I’m aware that many accountants provide bookkeeping services for their clients. In some smaller firms this is all part of the service. In others it’s done more as a necessity when a client’s recordkeeping is based on the practice of ‘we throw all the papers into a bag or box and let the accountants sort it all out for us.”
I think it’s fair to say that many people are confused as they are unaware that anyone can call themselves an accountant (or indeed a bookkeeper). So small business owners do not know whether they need a bookkeeper as well as an accountant. And of course some accountants provide bookkeeping services as part and parcel of their accountancy service. It can be helpful therefore to clarify with clients which approach to bookkeeping will best suit them (and you).
Some accountants are more than capable of writing up a client’s annual accounts and preparing their tax return from a bag or box of what we used to call ‘incomplete records’ when I was training (many years ago!) Other accountants get stuck doing bookkeeping for their clients simply because it’s one of the services offered when the practice began. Is it the most effective solution for the clients? Is it satisfying for the qualified accountant whose expertise stretches way beyond that of a ’simple’ bookkeeper? I mean no offence to bookkeepers here – I simply mean that their training, knowledge and expertise is, by definition less extensive than that of a qualified accountant.

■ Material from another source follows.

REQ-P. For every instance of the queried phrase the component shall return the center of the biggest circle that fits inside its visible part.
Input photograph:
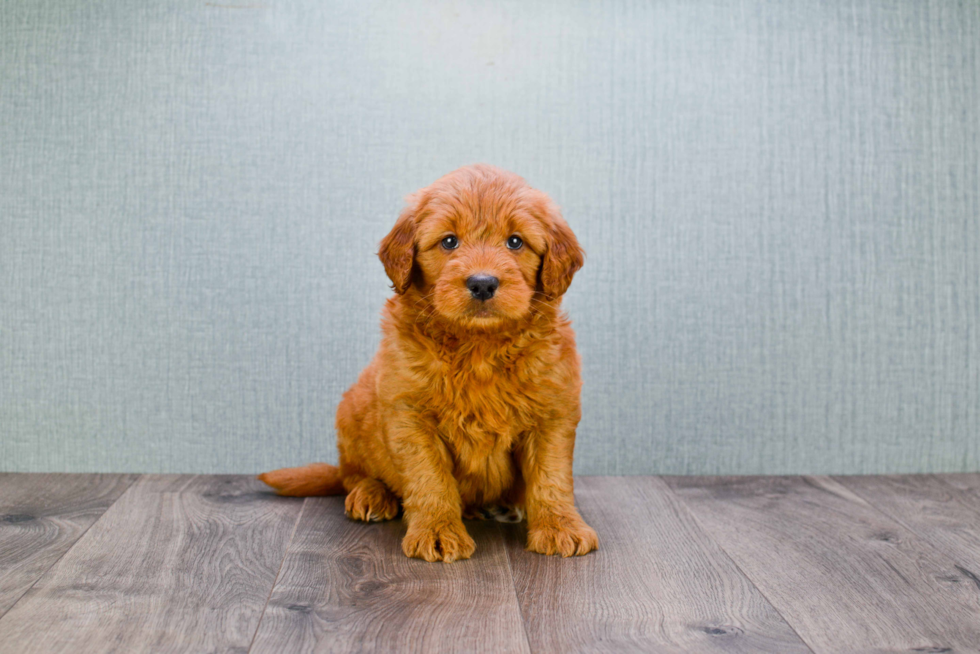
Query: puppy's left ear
(397, 249)
(564, 257)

So what are the options for small business owners when it comes to bookkeeping these days? I think there are six alternatives.
- DIY – best only attempted after recieving guidance from an experienced accountant or bookkeeper;
- DIY using an online bookkeeping package such as kashflow;
- DIY using a bookkeeping package on their computer – eg: sage;
- Use a postal service – sending off their monthly invoices and receipts etc to a service provider who writes up their books and then returns all the paperwork by post (eg: this service);
- Engage an independent vetted bookkeeper who knows what they are doing – such as someone provided by this service; or
- Let their accountant write up their books when they produce the annual accounts and tax returns.
Some accountants employ bookkeepers to do the work for clients. Again this probably makes more commercial sense than the accountant undertaking all the bookkeeping themselves – unless they have the time and inclination to do so. Bookkeeping service provided by employed or sub contracted staff made available by the accountant may be the ideal solution – especially once the practice has grown such that the qualified accountant can focus on more rewarding activities themselves.
Historically it was quite common to ignore bookkeeping during the year and to simply produce annual accounts from the papers and records collated by the business owner. This is no longer a sensible course of action – as I explained in a posting on the TaxBuzz blog last year: The end of the old paper bag jobs?
Continuing such an approach may deny the business owner the facility to claim they took ‘reasonable care’ in the event that HMRC identify any careless errors. The new penalties regime became law in 2007 but only really comes into effect as regards tax returns for periods ending on or after 31 March 2009. It’s now the case that where the taxpayer can show they took reasonable care to avoid errors HMRC are no longer allowed to charge penalties as regards consequential underpayments of tax. So effective bookkeeping throughout the year now has another benefit to commend it. And so it makes sense to think through which approach you wish to advocate to your clients. Indeed this may be the perfect opportunity to encourage clients to adopt a more efficient solution than that which they or you may have adopted through default.